Affiliate linking schemes seem to blur the line between advertising and reporting when they are used as an excuse to promote a sale. These posts do not represent a typical ad or “native ad”, where an ad is made to look like an article; Amazon has not directly paid for this coverage. But Amazon does give media outlets a cut of every sale they direct readers toward.
The remarkable thing is that these posts are not tainting coverage of Amazon as one might assume. If anything, the press is leaning into the company’s worst aspects in the same breath as providing critical coverage, which is almost surreal in its presentation. I have used Bode’s thread as a starting point for a few examples.
This morning, the Verge’s homepage contained thirteen separate Prime Day posts — plus another with links to products on sale at other big box retailers — alongside a summary of that ITV investigation that found millions of products destroyed by Amazon annually. Wired’s homepage yesterday featured a story about Amazon’s poor labour practices — strangely tagged “Office Politics” — literally surrounded by posts about Prime Day and competing promotions from other retailers. CNN’s homepage this morning contained an entire block of Prime Day promotion just below the top stories.
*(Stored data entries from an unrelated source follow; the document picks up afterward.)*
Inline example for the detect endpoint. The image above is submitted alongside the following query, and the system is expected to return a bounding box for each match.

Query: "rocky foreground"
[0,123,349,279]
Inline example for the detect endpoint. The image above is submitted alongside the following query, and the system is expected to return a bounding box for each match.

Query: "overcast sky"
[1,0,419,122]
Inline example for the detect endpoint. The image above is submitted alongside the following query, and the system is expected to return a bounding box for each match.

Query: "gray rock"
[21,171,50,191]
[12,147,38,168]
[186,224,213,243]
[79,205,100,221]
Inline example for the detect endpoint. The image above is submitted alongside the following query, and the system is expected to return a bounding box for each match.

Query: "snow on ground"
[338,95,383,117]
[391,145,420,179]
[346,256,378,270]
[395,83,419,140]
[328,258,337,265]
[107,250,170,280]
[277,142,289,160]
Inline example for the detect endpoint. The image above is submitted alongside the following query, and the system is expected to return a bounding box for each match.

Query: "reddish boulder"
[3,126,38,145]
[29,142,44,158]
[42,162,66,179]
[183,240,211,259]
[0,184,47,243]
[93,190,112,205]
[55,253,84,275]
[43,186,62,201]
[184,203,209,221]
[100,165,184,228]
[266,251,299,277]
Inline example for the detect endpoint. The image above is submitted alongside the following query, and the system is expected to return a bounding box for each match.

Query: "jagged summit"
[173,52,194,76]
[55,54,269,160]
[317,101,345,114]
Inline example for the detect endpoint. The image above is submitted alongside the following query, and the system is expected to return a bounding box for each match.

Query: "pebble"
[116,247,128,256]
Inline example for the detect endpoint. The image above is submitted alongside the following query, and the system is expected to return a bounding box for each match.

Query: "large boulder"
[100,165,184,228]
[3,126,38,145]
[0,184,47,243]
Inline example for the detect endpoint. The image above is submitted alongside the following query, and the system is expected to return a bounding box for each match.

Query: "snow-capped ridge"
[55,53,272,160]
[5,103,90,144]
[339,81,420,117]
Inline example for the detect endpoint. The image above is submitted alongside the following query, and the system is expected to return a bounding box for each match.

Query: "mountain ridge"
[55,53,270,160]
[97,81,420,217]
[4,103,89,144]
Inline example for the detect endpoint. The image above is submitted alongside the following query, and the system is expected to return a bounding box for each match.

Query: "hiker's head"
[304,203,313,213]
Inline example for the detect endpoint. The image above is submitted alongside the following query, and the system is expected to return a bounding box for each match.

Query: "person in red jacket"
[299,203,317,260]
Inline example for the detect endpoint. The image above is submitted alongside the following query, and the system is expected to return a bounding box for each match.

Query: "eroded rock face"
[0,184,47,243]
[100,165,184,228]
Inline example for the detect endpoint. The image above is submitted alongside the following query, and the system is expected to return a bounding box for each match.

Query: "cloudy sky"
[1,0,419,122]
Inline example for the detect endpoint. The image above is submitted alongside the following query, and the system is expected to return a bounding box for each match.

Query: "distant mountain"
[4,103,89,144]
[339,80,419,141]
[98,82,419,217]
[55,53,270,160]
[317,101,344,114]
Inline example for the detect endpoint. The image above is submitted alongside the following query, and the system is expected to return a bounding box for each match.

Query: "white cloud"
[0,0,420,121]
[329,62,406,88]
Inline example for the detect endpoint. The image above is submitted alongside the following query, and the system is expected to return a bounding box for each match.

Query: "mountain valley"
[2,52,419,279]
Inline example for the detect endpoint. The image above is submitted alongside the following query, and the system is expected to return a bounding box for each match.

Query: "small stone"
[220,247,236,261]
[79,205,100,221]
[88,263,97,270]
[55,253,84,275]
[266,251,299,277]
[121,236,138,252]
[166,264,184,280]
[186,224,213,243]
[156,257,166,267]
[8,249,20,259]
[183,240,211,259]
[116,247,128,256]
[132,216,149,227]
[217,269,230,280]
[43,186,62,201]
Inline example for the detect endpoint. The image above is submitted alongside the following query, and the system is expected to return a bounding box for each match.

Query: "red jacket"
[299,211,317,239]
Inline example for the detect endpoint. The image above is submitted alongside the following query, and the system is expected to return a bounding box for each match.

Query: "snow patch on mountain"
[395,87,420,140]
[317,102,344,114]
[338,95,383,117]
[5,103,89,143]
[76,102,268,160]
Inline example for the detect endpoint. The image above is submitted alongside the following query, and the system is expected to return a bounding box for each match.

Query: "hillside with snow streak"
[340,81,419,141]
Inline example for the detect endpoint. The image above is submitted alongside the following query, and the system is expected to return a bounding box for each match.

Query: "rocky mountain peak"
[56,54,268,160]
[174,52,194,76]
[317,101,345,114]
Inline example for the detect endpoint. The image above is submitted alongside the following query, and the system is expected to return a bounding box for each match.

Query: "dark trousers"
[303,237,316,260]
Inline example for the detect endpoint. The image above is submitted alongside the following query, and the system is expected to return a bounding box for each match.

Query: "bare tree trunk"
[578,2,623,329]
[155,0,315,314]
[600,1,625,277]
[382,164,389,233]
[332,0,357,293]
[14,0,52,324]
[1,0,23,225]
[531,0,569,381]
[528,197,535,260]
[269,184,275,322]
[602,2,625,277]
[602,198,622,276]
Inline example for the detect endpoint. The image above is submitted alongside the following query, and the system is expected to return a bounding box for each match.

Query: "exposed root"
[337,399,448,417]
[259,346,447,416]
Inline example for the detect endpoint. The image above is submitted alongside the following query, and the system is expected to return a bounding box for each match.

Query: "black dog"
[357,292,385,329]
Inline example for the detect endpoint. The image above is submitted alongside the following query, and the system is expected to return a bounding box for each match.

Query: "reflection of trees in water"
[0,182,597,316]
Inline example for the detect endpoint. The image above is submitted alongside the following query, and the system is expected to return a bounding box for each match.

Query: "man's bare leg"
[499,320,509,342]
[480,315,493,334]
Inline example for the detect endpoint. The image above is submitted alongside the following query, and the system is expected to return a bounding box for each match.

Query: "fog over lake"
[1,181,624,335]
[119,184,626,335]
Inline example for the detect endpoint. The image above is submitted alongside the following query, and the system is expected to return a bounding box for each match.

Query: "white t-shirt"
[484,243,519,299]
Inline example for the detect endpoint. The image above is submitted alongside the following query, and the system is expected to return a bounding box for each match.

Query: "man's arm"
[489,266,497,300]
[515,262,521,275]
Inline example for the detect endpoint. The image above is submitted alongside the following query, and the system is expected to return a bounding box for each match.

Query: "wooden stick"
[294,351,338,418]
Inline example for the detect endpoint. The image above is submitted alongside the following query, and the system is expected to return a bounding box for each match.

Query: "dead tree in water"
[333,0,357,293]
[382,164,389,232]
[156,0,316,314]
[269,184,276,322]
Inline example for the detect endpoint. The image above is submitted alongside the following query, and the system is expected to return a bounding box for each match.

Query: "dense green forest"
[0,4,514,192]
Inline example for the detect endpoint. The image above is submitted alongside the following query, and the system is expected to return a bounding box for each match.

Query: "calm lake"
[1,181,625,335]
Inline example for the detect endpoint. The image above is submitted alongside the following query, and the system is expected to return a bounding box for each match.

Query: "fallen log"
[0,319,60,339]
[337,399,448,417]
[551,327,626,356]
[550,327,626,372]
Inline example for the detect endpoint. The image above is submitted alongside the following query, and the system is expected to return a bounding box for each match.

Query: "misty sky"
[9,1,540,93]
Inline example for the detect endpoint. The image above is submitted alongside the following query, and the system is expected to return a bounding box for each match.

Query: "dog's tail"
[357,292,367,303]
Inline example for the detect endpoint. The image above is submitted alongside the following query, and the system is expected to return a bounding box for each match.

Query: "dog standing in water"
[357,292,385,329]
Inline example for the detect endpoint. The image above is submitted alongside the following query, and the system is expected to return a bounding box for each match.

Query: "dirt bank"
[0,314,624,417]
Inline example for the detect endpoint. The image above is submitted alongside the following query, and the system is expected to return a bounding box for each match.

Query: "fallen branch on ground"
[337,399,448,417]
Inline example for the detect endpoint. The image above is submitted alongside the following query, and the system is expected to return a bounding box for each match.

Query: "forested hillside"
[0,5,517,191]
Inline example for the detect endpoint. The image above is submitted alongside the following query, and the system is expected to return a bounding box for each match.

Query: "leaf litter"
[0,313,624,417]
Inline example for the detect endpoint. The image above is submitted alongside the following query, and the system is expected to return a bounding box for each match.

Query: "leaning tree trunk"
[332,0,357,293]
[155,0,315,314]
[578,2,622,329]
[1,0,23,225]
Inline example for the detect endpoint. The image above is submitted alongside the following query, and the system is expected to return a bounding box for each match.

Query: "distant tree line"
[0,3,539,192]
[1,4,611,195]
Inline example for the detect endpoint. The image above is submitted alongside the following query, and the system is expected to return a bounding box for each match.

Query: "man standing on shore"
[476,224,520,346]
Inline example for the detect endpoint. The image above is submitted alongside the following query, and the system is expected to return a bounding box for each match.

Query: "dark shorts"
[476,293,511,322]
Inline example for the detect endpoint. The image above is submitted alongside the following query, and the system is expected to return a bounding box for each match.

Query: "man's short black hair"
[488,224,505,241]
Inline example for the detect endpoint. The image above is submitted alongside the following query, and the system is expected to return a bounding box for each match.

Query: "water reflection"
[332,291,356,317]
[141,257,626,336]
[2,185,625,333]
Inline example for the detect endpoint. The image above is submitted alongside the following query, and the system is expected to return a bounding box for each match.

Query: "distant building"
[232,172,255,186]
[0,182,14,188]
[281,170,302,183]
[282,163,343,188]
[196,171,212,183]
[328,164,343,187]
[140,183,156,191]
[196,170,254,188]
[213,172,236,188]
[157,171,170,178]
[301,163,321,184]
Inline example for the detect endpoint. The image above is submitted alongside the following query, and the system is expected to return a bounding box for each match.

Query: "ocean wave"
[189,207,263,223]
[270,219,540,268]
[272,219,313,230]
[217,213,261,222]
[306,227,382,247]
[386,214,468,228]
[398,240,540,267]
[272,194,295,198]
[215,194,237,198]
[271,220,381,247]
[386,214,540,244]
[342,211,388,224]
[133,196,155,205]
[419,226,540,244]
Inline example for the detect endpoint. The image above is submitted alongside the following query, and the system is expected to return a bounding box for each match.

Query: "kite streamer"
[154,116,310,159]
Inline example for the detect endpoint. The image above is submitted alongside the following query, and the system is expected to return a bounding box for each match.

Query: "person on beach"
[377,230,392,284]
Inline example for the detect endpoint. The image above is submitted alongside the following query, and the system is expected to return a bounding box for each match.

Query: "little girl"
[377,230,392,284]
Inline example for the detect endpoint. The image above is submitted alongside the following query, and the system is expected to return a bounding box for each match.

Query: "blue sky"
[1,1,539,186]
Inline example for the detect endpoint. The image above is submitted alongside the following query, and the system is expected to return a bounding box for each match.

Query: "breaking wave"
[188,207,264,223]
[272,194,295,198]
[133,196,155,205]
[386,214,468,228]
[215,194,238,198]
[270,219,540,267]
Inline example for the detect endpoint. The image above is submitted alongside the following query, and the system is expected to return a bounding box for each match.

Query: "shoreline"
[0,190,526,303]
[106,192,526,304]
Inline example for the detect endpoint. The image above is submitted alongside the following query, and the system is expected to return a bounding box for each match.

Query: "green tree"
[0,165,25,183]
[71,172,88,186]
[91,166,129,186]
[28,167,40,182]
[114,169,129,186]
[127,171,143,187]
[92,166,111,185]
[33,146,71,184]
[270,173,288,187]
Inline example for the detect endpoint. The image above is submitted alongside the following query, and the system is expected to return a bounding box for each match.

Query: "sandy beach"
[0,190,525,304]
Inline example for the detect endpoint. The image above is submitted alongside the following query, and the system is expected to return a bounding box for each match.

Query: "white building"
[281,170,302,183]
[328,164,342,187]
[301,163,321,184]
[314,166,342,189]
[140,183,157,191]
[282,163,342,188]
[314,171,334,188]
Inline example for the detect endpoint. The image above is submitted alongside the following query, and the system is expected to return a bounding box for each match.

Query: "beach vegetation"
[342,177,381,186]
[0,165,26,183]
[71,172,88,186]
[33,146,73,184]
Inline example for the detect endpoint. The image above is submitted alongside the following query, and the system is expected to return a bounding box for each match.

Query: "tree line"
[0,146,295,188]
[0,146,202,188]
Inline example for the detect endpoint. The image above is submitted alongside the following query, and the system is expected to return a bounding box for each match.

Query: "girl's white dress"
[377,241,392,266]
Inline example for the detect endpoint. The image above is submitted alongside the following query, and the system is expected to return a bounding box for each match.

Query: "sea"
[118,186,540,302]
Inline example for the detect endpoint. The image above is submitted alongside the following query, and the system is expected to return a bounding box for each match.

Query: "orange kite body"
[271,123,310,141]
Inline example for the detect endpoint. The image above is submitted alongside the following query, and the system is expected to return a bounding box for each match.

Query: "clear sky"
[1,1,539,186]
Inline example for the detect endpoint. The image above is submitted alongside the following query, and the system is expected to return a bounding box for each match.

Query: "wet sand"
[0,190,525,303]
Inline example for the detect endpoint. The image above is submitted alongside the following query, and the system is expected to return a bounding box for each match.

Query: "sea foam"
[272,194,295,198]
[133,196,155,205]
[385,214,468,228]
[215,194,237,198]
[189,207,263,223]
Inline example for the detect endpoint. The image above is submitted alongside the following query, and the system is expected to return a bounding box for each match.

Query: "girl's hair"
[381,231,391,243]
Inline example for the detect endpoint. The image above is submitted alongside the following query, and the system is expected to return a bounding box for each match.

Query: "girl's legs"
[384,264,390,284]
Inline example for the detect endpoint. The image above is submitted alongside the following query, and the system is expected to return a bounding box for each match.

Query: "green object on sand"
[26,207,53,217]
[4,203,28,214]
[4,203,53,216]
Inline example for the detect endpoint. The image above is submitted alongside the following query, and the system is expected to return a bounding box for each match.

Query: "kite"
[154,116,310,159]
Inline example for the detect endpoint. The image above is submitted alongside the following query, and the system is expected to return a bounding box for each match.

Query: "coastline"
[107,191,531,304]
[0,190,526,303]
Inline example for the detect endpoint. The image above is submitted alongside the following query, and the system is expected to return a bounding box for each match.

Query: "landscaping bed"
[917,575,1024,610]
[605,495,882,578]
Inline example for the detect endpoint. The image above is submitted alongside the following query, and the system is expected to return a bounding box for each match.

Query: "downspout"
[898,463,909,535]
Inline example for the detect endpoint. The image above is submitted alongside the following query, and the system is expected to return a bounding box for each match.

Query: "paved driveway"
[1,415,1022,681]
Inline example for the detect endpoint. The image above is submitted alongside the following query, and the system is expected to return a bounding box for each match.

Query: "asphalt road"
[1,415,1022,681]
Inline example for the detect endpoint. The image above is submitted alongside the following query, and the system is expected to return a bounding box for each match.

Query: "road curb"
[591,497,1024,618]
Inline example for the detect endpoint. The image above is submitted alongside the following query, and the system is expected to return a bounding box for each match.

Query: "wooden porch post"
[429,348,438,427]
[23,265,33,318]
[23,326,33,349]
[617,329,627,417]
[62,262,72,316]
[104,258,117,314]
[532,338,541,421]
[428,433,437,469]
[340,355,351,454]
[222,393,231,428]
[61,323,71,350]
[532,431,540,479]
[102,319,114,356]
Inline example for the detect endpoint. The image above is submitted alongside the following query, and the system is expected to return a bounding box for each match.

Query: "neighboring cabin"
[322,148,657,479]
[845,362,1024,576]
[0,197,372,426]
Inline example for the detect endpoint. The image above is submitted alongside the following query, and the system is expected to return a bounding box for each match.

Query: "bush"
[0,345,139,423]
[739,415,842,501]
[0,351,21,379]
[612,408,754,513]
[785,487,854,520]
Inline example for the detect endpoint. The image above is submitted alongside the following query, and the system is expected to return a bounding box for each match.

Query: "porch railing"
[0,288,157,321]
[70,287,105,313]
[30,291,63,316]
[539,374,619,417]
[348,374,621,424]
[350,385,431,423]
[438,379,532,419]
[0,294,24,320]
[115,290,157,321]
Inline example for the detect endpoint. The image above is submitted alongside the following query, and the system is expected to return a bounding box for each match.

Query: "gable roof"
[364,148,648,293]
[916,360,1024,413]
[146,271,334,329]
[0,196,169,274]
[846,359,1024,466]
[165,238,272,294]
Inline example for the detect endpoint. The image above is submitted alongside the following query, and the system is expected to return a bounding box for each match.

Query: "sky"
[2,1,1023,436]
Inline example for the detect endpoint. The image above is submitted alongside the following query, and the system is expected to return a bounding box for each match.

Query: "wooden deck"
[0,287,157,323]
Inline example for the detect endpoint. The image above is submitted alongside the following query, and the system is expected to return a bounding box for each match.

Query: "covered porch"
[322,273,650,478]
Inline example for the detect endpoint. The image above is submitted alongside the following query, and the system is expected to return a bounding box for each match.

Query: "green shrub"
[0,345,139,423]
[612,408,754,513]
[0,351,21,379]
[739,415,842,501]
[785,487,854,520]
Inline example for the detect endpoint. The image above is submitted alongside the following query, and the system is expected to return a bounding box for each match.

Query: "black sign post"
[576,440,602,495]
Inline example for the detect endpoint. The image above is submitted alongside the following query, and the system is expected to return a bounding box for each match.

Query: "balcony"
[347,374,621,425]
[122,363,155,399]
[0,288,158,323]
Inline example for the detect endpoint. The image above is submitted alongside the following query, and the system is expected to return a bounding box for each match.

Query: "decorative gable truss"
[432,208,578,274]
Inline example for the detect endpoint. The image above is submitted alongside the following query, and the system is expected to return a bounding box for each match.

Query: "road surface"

I think there is a subtle difference between this ravenous Prime Day coverage and something like the New York Times’ ownership of the Wirecutter. The latter is a review website that uses kickbacks to fund its operations instead of advertising. I have often used the Wirecutter’s advice, but purchased the product in a store or through a different online retailer. These Prime Day posts are different: they specifically instruct readers to go shop at Amazon. They are nakedly promotional in a way that I think crosses a line and cannot be seen as ethical.